Oakland Gets Fireboat

Oakland Gets Fireboat

The City of Oakland, Calif., has its first, and only fireboat, acquired from the Navy by the Port of Oakland. The boat went into commission May 28, 1948, following indoctrination of the city’s crews that man the vessel.

The new fireboat “Hoga” is berthed at the foot of Broadway and is a standard steel Navy-type fireboat, measuring 199 ft. length, 271/2 ft. beam and ft. draft. It is capable of 15 knots with two 650 H.P. diesel engines. It has two 2,000 GPM pumps with four monitors and 12 hose outlets. It is reported that plans will be worked out to increase the 4,000 GPM pumping capacity to 10,000 GPM. The boat was built on the Atlantic Coast in 1940 and commissioned in 1941. Navy officers report it took part in quelling the fires during the Pearl Harbor attack.

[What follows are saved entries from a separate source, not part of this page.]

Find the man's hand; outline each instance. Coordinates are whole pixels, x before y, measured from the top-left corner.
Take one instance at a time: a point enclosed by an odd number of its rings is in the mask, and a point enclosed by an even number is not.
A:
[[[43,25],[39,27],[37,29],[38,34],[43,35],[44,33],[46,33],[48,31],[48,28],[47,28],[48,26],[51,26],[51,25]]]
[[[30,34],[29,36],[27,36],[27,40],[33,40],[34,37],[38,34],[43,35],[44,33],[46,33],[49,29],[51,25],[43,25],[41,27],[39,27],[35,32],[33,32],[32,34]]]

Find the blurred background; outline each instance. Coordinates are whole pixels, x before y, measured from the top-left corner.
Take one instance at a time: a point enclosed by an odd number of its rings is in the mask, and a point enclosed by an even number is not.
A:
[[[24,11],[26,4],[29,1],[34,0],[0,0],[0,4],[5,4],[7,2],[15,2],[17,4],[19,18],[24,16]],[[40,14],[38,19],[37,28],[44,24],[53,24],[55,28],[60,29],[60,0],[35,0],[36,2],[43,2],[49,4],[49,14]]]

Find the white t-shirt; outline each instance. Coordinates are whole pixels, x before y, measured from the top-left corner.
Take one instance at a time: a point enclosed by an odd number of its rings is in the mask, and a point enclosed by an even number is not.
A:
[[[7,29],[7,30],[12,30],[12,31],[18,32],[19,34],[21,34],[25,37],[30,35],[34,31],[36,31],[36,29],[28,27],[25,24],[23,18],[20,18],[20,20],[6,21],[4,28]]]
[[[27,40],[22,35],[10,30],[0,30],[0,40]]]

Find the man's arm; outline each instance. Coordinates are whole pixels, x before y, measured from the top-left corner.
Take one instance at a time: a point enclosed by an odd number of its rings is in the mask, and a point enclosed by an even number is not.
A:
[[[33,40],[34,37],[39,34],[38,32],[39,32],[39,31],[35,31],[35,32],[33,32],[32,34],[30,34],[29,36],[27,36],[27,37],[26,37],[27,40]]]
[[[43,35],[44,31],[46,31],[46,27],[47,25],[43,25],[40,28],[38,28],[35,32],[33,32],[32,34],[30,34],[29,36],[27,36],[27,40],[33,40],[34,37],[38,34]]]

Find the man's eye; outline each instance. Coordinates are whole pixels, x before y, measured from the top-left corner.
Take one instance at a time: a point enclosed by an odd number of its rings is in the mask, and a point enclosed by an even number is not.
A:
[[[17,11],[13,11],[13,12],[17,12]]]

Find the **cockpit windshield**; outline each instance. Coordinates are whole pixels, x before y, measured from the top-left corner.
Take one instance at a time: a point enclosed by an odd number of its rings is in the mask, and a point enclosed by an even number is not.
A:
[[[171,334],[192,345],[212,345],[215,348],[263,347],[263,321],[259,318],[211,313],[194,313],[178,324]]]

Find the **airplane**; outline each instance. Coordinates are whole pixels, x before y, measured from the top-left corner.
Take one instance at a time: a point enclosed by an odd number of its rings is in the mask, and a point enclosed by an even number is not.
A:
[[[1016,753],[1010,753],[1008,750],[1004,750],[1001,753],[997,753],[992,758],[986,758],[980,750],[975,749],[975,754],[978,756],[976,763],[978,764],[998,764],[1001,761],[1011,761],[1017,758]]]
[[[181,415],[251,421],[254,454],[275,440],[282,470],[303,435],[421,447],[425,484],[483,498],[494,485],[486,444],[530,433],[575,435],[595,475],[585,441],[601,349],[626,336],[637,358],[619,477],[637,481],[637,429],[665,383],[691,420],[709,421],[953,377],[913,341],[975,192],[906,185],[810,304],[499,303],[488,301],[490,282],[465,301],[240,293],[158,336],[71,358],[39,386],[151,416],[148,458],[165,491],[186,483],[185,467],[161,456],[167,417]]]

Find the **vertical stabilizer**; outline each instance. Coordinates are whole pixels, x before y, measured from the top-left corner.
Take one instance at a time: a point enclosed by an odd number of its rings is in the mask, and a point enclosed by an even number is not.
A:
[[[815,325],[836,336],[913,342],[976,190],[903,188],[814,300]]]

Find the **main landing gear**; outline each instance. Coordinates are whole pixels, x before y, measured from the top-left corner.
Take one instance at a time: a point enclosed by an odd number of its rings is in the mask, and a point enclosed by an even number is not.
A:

At present the fireboat is being maintained and operated in a co-operative arrangement between the city and the Port of Oakland, whereby the port commissioners agreed to prepare a berth for the vessel and a house to accommodate the crew, as well as to carry out the alterations to increase the pumping capacity. In addition, the board defrays the salaries of the marine crew of the vessel comprising pilot, relief pilot, engineer and relief engineer, and to defray cost of maintenance and for complete marine coverage.

The city on the other hand, will defray the cost of the fire department crew to work the vessel, to comprise one fire captain, a lieutenant and ten hosemen with vacations and relief, and also pay for fuel and lubrication.